Adet olduğu üzre, iki mali konu; birisi “eczane indirim oranları”, diğeri de “reçete başına hizmet bedellerinde” kuş kanadında taşınabilecek değişiklikler olmuş. Bunların yeterliliği konusunu tartışmıyorum, konuyu tartışmanın gerçek sahiplerine yani sıkıntılardan geçen eczacıların mutevazı değerlendirmelerine havale etmekle yetiniyorum. Özverili angaryaya berdevam. Ben öyle anladım yani.

Diğer değişiklikler ise çok az yer tutacağı için hemencecik özetleyeyim

Şeker ölçüm çubukları, iğne ucu ve karekodu olmayan ilaçlar içeren reçetelerle ilgili ÜTS kayıtlarında olması halinde fiyat kupürü, karekod ya da barkod eklenmesine gerek olmayan bir dönemin başladığını, yoksa eski uygulamanın devam edeceğini belirtmek gerekiyor.

Yaptırım maddelerinde ise iki üç tanım ve içerik düzeltme ve bir de hastaya teslim edilmeyen ilaçlarla ilgili fiilin tekrarı halinde fesih süresinin altı aydan üç aya düşürülmesi şeklinde bir değişiklik var. Yaptırımların uygulanmasıyla ilgili, “uyarı” işleminin geçmişe dönük reçeteler karşısında durumu ve tekrarına ilişkin anlatımı yine iyi olmayan bir iki düzeltme yapılmış. Ayrıca sözleşmenin “kendiliğinden sona ermesine” ilişkin 7.5 maddesine “eczacının vefatı” ibaresinin eklendiğini görüyoruz.

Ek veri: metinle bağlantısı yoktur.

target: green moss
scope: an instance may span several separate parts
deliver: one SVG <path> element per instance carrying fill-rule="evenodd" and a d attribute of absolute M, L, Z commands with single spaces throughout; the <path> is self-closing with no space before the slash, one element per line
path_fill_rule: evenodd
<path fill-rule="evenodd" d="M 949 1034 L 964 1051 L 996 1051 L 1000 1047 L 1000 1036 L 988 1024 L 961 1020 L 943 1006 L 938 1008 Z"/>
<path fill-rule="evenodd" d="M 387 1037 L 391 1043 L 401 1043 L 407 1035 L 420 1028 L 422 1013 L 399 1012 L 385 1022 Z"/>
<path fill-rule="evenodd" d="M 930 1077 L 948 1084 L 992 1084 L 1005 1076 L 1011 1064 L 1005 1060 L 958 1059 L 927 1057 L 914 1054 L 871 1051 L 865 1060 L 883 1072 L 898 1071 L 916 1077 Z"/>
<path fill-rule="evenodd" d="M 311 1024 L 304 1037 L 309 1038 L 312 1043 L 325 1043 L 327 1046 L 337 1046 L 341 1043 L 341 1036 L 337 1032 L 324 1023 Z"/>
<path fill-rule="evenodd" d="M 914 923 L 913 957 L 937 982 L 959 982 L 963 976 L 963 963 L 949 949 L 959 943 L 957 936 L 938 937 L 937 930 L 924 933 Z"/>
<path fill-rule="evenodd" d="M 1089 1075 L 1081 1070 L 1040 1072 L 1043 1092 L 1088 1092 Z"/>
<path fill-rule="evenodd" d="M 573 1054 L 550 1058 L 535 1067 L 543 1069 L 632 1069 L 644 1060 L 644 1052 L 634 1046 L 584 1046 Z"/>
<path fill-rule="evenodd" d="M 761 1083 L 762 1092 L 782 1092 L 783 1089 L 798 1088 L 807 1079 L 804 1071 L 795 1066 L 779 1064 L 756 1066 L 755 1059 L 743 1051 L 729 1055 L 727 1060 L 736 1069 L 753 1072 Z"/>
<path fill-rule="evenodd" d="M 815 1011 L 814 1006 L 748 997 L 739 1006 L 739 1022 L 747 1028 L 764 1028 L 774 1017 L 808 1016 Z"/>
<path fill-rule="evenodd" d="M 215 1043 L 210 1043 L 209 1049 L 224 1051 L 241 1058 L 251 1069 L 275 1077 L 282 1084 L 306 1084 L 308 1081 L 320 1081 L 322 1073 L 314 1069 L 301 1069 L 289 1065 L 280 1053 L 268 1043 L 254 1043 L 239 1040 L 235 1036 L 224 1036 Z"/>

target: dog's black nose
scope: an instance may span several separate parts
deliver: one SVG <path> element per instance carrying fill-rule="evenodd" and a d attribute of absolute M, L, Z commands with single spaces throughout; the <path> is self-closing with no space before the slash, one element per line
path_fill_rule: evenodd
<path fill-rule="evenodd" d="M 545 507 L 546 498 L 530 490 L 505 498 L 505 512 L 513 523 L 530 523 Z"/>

Ve sözleşmenin süresi maddesine önceki sözleşmede lafta kalan “2+2 toplam 4 yıl” yerine “sözleşmenin süresi 4 yıldır” ibaresi konulmuş. Yani 4 yıllık sözleşmeden vazgeçilmemiş. Bu da apayrı, alem bir konudur. Sözleşme 4 yıl denir ama her yıl revize sözleşmeyle esaslı değişiklikler yapılır ve elbette her yıl eczacı her ek sözleşmeyi yeniden satın alır. Ayrıca mali konuların her yıl görüşüleceği de sözleşmede zaten vardır. O zaman 4 yılla kendini bağlamak niye? Kim 4 yıllık bir sözleşme yapıyor ki; şöyle bir bakın hangi alım sözleşmesi böyle… Üstelik konumuz ilaç eczacılık gibi dinamik, bugünden yarına çabucak değişen bir konudur.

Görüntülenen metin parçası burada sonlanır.